Однако вскоре Пристли пришлось
испытать одно из самых горьких разочарований,
какое только может выпасть на долю ученого. Желая
впоследствии повторить опыт, доставивший ему
такую громкую и заслуженную славу, он потерпел
неудачу: он не мог получить прежних результатов;
растения упорно не хотели разлагать углекислоты,
не выделяли из нее кислород. Хотя эти неудачи не
пошатнули его собственного доверия к прежним
опытам, но, тем не менее, стало очевидно, что от
его внимания ускользнуло какое-то существенное
условие, из-за которого опыт не удавалось
воспроизвести.
Наконец, в 1778 г. Пристли обнаружил,
что зеленый налет, покрывающий стенки аквариума
(«пристлева материя», оказавшаяся затем
простейшими микроскопическими зелеными
водорослями), также обладает способностью
«исправлять воздух», причем эта способность
обнаруживается лишь при освещении зеленого
налета лучами солнца. Через год Пристли выяснил,
что солнечный свет является необходимым
условием и для «исправления воздуха» листьями
растений. После этого стала ясной причина
длительных неудач в повторении его первых
опытов: в последующих опытах солнечный свет не
попадал на растения.
Свидетелем этих новых изысканий
Пристли был голландский врач Ингенгуз,
работавший некоторое время в Англии. Он
воспользовался приемами исследования Пристли и,
дополнив их методами Бонне и аббата Фонтаны,
произвел ряд хороших опытов, которые и описал в
книжке, изданной в 1779 г., между тем как более
ранние опыты Пристли были описаны лишь годом
позднее. Когда возникла полемика из-за желания
Ингенгуза приписать исключительно себе открытие
зависимости явления «исправления воздуха
листьями» от солнечного света, Пристли только
сказал: «То же солнце светило на мои и ваши опыты,
вы только обогнали меня в печатании вашей книги,
чего я на вашем месте не сделал бы».
Открытие удивительной способности
зеленых листьев изменять и улучшать состав
воздуха, испорченного дыханием, было сделано
Пристли в ту переломную в истории науки эпоху,
когда Лавуазье своими исследованиями
сущности процесса горения закладывал основы
современной химии и разбивал твердыню старого
учения о флогистоне. Пристли, опередивший
Лавуазье в опытах по получению кислорода, не мог,
однако, подняться на высоту новых крупных
теоретических обобщений творца современной
химии и оставался на позициях старого учения о
флогистоне.

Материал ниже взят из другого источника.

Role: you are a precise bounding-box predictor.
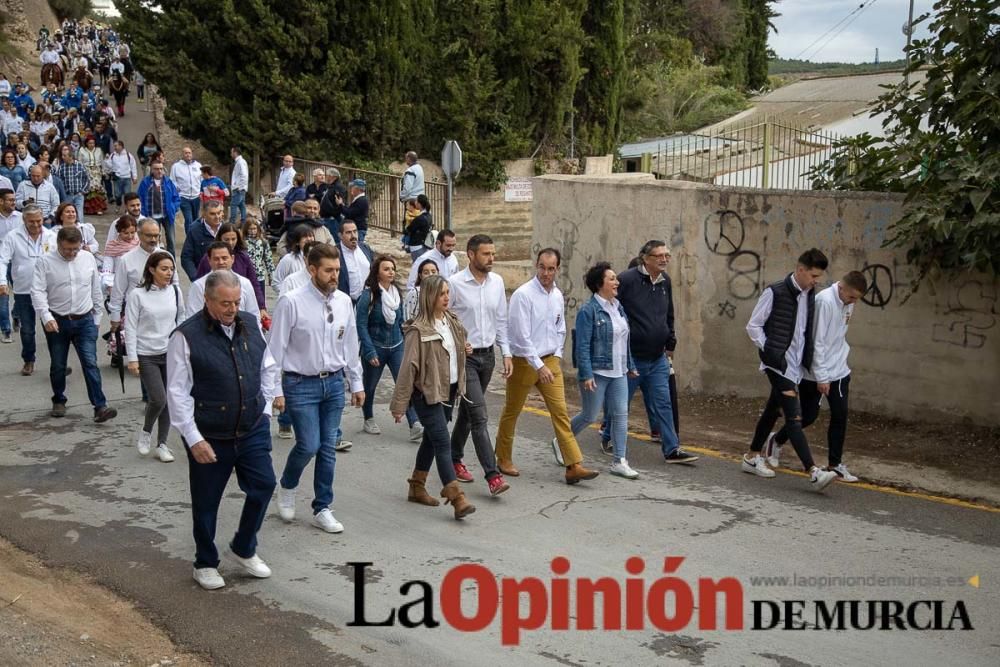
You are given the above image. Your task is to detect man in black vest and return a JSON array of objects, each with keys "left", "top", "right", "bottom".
[
  {"left": 742, "top": 248, "right": 837, "bottom": 491},
  {"left": 167, "top": 270, "right": 285, "bottom": 590}
]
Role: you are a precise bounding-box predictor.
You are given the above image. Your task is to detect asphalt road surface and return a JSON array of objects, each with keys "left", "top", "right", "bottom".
[{"left": 0, "top": 316, "right": 1000, "bottom": 665}]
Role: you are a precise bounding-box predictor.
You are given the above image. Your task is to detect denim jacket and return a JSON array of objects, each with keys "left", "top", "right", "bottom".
[
  {"left": 574, "top": 295, "right": 635, "bottom": 382},
  {"left": 355, "top": 287, "right": 403, "bottom": 362}
]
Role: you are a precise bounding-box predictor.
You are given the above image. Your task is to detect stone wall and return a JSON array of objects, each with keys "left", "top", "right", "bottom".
[{"left": 532, "top": 175, "right": 1000, "bottom": 424}]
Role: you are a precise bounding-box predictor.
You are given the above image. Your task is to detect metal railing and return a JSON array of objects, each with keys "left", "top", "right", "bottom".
[
  {"left": 272, "top": 158, "right": 448, "bottom": 235},
  {"left": 641, "top": 118, "right": 839, "bottom": 190}
]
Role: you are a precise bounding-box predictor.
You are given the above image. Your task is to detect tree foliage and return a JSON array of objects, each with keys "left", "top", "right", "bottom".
[
  {"left": 812, "top": 0, "right": 1000, "bottom": 277},
  {"left": 117, "top": 0, "right": 770, "bottom": 186}
]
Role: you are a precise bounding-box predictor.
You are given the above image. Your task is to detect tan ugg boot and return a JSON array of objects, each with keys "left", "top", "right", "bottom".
[
  {"left": 441, "top": 480, "right": 476, "bottom": 519},
  {"left": 406, "top": 470, "right": 441, "bottom": 507}
]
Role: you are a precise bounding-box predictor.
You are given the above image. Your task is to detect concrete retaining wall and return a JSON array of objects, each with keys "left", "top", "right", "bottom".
[{"left": 532, "top": 175, "right": 1000, "bottom": 426}]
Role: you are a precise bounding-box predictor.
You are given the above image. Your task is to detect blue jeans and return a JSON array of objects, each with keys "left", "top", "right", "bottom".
[
  {"left": 281, "top": 371, "right": 344, "bottom": 514},
  {"left": 181, "top": 197, "right": 201, "bottom": 234},
  {"left": 43, "top": 316, "right": 108, "bottom": 409},
  {"left": 14, "top": 294, "right": 38, "bottom": 364},
  {"left": 114, "top": 176, "right": 132, "bottom": 206},
  {"left": 361, "top": 345, "right": 417, "bottom": 426},
  {"left": 569, "top": 373, "right": 629, "bottom": 459},
  {"left": 628, "top": 354, "right": 680, "bottom": 456},
  {"left": 184, "top": 415, "right": 274, "bottom": 568},
  {"left": 229, "top": 190, "right": 247, "bottom": 225}
]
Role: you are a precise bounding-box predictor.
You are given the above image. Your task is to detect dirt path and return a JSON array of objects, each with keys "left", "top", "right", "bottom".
[{"left": 0, "top": 539, "right": 208, "bottom": 667}]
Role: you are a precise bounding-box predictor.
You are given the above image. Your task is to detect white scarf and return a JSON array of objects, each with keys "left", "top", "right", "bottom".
[{"left": 378, "top": 285, "right": 401, "bottom": 326}]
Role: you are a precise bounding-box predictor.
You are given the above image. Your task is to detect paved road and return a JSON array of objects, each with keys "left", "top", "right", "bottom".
[
  {"left": 0, "top": 105, "right": 1000, "bottom": 666},
  {"left": 0, "top": 322, "right": 1000, "bottom": 665}
]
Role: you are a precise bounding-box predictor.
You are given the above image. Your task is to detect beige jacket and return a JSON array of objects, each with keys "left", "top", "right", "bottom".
[{"left": 389, "top": 311, "right": 465, "bottom": 414}]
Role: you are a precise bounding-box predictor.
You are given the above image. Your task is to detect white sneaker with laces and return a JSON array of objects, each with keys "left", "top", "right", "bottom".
[
  {"left": 742, "top": 454, "right": 774, "bottom": 477},
  {"left": 278, "top": 486, "right": 295, "bottom": 521},
  {"left": 194, "top": 567, "right": 226, "bottom": 591},
  {"left": 762, "top": 431, "right": 781, "bottom": 468},
  {"left": 135, "top": 431, "right": 153, "bottom": 456},
  {"left": 229, "top": 549, "right": 271, "bottom": 579},
  {"left": 313, "top": 508, "right": 344, "bottom": 533},
  {"left": 410, "top": 422, "right": 424, "bottom": 442},
  {"left": 610, "top": 459, "right": 639, "bottom": 479},
  {"left": 828, "top": 463, "right": 858, "bottom": 483},
  {"left": 809, "top": 468, "right": 837, "bottom": 493}
]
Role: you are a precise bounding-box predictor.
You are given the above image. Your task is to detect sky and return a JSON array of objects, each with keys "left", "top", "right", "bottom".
[{"left": 768, "top": 0, "right": 934, "bottom": 63}]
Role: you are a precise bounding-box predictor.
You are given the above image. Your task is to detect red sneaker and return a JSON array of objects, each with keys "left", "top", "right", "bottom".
[
  {"left": 486, "top": 475, "right": 510, "bottom": 496},
  {"left": 455, "top": 461, "right": 476, "bottom": 482}
]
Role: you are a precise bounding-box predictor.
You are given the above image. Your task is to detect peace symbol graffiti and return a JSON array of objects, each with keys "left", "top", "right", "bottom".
[
  {"left": 861, "top": 264, "right": 893, "bottom": 308},
  {"left": 705, "top": 209, "right": 746, "bottom": 255}
]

Это обстоятельство не позволило ему
понять до конца химическую сущность открытого им
процесса газообмена у растений.
Не суждено было сделать это и самому
Лавуазье, в последние годы своей жизни вплотную
подошедшему к опытам над дыханием растений и
животных. Судьбы этих ученых сложились
трагически. В годы Французской революции
Лавуазье сложил свою голову на гильотине, а
Пристли был затравлен в Англии кликой
реакционеров, подозревавших его в сочувствии
идеям Французской революции. Вот как Тимирязев
описывает преследования Пристли:
«В Бирмингеме друзья Пристли, имевшие
много связей во Франции (сам он пользовался даже
правом французского гражданства), предлагали
отпраздновать 14 июля 1792 г. – годовщину взятия
Бастилии. Враги Пристли, представители
консервативных кругов английского общества,
аристократы и клерикалы, давно ненавидевшие его
за его независимый образ мыслей, политический и
религиозный, воспользовались этим случаем, чтобы
покончить с ним. Наущенная ими уличная толпа
ворвалась в дом, где происходил обед,
расправилась с собравшимися там и, не найдя между
ними Пристли, направилась к его загородному
домику с криком: «За церковь и короля!»
Лаборатория, ценные инструменты, библиотека,
рукописи – все было уничтожено, и дом сожжен
дотла. Предупрежденный вовремя друзьями Пристли
с женой и двумя детьми успел спастись от дикой
расправы рассвирепевшей черни и из окон
соседнего дома мог видеть, как гибли в пламени
результаты целой трудовой жизни, быть может,
надежды будущих великих открытий. Его биографы
рассказывают, что даже в эти минуты ему не
изменила обычная ясность духа и кротость
характера: ни одного слова укоризны не сорвалось
у него по отношению к этой жалкой, темной массе,
служившей только слепым орудием, но зато до конца
своей жизни не переставал он громко обличать ту
руку, которая управляла этими неистовствами...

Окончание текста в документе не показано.